Tutto è nato andando in giro per centri di accoglienza e accampamenti vari radunando oltre 1000 ragazzi e coinvolgendoli in spettacoli.

 

Una band itinerante e mutevole che accorda le sue prime note grazie allo smartphone.

Il device tanto demonizzato ha anche delle funzionalità nobili. La session è organizzata secondo improvvisazione: i musicisti arrivano con i loro strumenti, chiedono che venga riprodotta la musica che i migranti hanno nel cellulare e, sulla base di quelle melodie, si inizia a cantare e suonare tutti insieme. Si mischiano voci, si mescolano ritmiche, si uniscono mondi.

Già perchè negli smartphone di ciascuno si trova un universo di musiche varie, brani pop, rap, occidentali e non.

Chiaramente non tutti sono sempre disponibili a mettersi in gioco, a lasciarsi andare, a condividere la propria musica.

È difficile mettere d’accordo più teste, far concertare culture diverse ma proprio da qui parte lo stimolo del creare ponti e avvicinare.

 

Una band come un laboratorio sperimentale che si fa testimonianza di un fatto epocale, quello dell’immigrazione. "In tutta Europa, la sensazione che si prova una volta varcate le porte dei centri, è sempre la stessa: un forte isolamento dal resto della società. Certo, le strutture del nord Europa funzionano meglio di quelle dei Paesi del Mediterraneo, ma anche lì i migranti vengono abbandonati a loro stessi. Non esistono", spiega Marco Bernacchia.
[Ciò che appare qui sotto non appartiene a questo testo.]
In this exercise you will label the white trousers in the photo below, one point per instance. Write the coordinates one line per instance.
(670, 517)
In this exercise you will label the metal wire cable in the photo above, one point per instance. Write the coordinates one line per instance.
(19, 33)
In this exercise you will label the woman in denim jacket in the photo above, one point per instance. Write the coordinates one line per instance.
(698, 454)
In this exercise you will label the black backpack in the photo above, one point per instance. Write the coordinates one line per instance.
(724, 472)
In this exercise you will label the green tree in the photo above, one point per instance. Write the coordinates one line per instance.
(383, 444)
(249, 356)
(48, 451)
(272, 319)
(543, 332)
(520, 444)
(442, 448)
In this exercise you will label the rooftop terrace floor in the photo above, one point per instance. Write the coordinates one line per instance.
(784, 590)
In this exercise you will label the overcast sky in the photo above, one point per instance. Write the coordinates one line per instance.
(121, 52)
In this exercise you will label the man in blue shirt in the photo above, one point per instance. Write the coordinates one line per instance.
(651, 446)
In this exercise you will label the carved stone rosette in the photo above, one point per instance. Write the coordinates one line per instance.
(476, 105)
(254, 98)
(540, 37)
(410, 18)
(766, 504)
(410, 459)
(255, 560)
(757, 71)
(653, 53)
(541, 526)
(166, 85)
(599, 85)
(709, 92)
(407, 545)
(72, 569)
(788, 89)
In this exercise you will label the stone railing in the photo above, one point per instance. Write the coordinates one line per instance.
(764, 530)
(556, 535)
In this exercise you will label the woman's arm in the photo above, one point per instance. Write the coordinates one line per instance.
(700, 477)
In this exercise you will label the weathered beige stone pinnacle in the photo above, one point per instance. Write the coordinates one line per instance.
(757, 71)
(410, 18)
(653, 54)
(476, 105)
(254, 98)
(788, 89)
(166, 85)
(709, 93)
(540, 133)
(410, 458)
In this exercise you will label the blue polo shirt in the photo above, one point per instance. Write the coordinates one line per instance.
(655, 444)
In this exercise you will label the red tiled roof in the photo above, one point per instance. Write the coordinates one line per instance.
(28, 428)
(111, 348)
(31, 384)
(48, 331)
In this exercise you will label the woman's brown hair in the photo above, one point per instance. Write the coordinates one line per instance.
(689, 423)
Quello che si cerca di fare, attraverso la musica, è ridare anima a posti in cui vige l’isolamento e la frustrazione della spersonalizzazione.

Nelle jam session di Stregoni è l’essere umano che è il protagonista non il suo passato, nè quello che ha perso.
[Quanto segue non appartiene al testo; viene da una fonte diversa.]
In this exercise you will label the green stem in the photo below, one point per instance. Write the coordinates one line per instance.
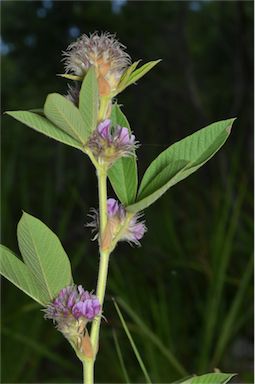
(102, 191)
(104, 255)
(88, 371)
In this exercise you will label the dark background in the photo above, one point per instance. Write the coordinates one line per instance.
(190, 282)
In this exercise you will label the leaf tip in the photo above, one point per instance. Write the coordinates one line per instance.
(229, 127)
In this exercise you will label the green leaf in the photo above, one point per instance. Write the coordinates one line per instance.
(63, 113)
(213, 378)
(179, 161)
(70, 77)
(44, 254)
(123, 173)
(19, 274)
(140, 72)
(89, 100)
(39, 111)
(126, 75)
(44, 126)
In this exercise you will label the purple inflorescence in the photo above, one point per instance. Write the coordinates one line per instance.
(73, 303)
(101, 50)
(120, 227)
(108, 144)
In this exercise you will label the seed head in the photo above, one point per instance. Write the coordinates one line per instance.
(104, 52)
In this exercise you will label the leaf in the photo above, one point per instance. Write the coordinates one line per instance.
(88, 101)
(126, 75)
(70, 77)
(63, 113)
(213, 378)
(140, 72)
(179, 161)
(44, 254)
(40, 111)
(44, 126)
(13, 269)
(123, 173)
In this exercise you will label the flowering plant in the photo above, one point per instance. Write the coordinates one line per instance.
(89, 119)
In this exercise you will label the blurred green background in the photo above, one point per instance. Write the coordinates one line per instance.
(187, 292)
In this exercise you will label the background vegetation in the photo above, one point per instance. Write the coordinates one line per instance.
(189, 286)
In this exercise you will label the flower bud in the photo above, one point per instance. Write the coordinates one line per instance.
(108, 144)
(120, 226)
(71, 310)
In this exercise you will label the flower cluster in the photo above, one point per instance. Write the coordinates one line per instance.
(108, 144)
(119, 227)
(71, 310)
(105, 53)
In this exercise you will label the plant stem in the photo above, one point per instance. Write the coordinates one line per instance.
(102, 191)
(104, 255)
(88, 371)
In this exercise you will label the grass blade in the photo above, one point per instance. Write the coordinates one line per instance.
(154, 338)
(118, 350)
(232, 317)
(137, 354)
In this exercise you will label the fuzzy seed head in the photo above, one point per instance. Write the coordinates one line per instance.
(105, 53)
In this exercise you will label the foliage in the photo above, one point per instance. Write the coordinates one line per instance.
(196, 247)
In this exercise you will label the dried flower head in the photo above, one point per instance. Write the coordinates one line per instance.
(104, 52)
(120, 226)
(71, 310)
(109, 143)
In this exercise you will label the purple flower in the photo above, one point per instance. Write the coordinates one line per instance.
(120, 226)
(72, 309)
(108, 144)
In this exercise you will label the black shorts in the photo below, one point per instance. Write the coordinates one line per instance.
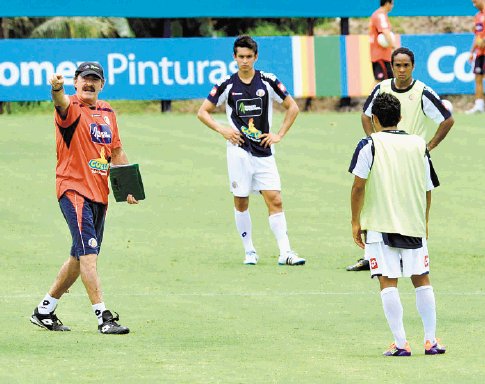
(479, 68)
(382, 70)
(85, 219)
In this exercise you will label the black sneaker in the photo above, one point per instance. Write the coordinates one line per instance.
(361, 265)
(48, 321)
(110, 326)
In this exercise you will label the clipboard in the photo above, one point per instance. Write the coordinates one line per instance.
(125, 180)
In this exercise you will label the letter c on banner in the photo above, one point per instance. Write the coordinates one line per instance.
(461, 63)
(434, 67)
(14, 74)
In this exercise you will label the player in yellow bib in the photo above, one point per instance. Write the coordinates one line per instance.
(390, 201)
(419, 103)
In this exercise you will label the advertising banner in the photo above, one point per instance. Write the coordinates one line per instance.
(186, 68)
(139, 69)
(222, 8)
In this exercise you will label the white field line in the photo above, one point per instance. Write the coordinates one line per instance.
(240, 294)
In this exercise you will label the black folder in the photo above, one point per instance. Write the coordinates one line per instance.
(125, 180)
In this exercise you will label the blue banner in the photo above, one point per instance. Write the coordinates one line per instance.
(135, 69)
(442, 61)
(224, 8)
(186, 68)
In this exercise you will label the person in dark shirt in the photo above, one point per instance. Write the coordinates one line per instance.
(248, 96)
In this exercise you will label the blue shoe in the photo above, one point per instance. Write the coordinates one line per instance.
(395, 351)
(251, 258)
(291, 258)
(434, 349)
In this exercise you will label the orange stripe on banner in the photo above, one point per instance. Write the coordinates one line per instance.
(311, 66)
(304, 65)
(366, 75)
(353, 65)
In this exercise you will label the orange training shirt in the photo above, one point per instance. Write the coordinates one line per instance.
(84, 140)
(378, 23)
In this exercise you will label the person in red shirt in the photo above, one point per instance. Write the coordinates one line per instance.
(478, 51)
(87, 141)
(381, 56)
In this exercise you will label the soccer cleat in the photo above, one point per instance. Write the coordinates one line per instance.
(361, 265)
(474, 109)
(110, 326)
(48, 321)
(251, 258)
(434, 349)
(395, 351)
(291, 258)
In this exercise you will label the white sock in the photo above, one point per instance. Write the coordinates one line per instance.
(244, 228)
(98, 311)
(425, 302)
(277, 223)
(47, 305)
(391, 303)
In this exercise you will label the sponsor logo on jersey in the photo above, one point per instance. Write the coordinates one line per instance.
(100, 133)
(251, 131)
(373, 263)
(99, 165)
(92, 242)
(249, 107)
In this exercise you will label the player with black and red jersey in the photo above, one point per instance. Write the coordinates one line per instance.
(381, 56)
(478, 52)
(248, 96)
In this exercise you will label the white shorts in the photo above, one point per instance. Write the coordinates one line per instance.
(395, 262)
(251, 174)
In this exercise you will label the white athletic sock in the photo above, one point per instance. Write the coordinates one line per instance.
(98, 311)
(425, 302)
(47, 305)
(391, 302)
(244, 228)
(277, 223)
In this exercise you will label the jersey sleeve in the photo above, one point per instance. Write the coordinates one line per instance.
(431, 177)
(116, 140)
(363, 158)
(277, 88)
(381, 22)
(218, 93)
(433, 107)
(367, 109)
(73, 115)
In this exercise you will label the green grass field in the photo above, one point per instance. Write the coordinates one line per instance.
(172, 266)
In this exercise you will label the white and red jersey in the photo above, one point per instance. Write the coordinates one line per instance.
(479, 31)
(379, 22)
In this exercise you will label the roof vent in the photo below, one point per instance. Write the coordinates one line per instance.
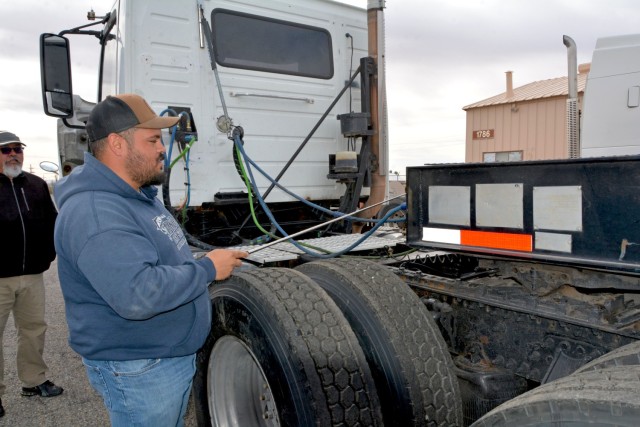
(509, 84)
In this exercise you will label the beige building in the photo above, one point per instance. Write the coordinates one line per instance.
(524, 123)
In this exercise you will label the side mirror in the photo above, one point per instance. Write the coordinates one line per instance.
(49, 167)
(55, 70)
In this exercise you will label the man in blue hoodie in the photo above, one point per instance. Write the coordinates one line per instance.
(136, 300)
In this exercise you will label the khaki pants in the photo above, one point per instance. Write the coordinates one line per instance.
(24, 295)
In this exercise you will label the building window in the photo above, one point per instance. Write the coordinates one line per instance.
(502, 156)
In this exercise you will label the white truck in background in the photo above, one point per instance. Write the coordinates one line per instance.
(510, 293)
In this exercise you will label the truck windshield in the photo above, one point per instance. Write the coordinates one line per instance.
(258, 43)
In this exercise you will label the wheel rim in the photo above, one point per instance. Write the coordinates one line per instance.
(238, 391)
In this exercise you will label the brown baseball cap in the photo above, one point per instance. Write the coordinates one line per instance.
(121, 112)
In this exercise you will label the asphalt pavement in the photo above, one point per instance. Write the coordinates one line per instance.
(79, 405)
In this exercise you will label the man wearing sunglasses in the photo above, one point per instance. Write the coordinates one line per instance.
(27, 217)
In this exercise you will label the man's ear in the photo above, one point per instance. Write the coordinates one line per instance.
(116, 144)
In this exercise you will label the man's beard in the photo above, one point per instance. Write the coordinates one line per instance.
(141, 171)
(12, 170)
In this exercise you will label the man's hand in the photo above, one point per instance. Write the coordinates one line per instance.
(225, 260)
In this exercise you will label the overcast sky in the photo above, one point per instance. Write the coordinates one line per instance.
(441, 55)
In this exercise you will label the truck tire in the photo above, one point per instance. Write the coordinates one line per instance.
(622, 356)
(604, 397)
(280, 353)
(408, 357)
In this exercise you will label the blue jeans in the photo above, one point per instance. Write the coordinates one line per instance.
(145, 392)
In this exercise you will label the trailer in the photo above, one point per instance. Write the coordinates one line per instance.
(492, 294)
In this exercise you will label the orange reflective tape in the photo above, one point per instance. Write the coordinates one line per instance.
(487, 239)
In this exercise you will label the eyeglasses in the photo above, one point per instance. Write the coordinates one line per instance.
(7, 150)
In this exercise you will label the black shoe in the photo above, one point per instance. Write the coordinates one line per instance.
(46, 389)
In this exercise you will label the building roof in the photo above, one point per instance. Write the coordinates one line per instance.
(532, 91)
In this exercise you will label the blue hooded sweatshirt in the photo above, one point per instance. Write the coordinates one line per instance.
(131, 286)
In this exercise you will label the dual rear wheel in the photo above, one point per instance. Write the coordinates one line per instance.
(332, 343)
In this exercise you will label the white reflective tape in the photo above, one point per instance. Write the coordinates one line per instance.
(441, 235)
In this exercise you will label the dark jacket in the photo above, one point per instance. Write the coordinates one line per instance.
(27, 218)
(131, 286)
“L’aspetto più interessante per noi, è che la maggiorparte dei ragazzi, diversi tra loro, per estrazione culturale, studi e professionalità, amano il Paese in cui sono sbarcati. Nei nostri concerti italiani, capita spesso di vedere qualche ragazzo con la bandiera tricolore o la maglia della nazionale”, raccontano i due musicisti genitori del progetto.


commistióne s. f. [dal lat. tardo commixtio -onis, der. di commixtus: v. commisto]. – 1. letter. Unione, fusione, mescolanza di due o più cose o elementi.

Nella liturgia della messa, l’unione delle due specie, del pane e del vino, che il sacerdote compie, poco prima della Comunione, lasciando cadere nel calice un frammento dell’ostia consacrata, dopo averla spezzata.

Dunque, lasciate cadere dal vostro cuore un po’ di commistione.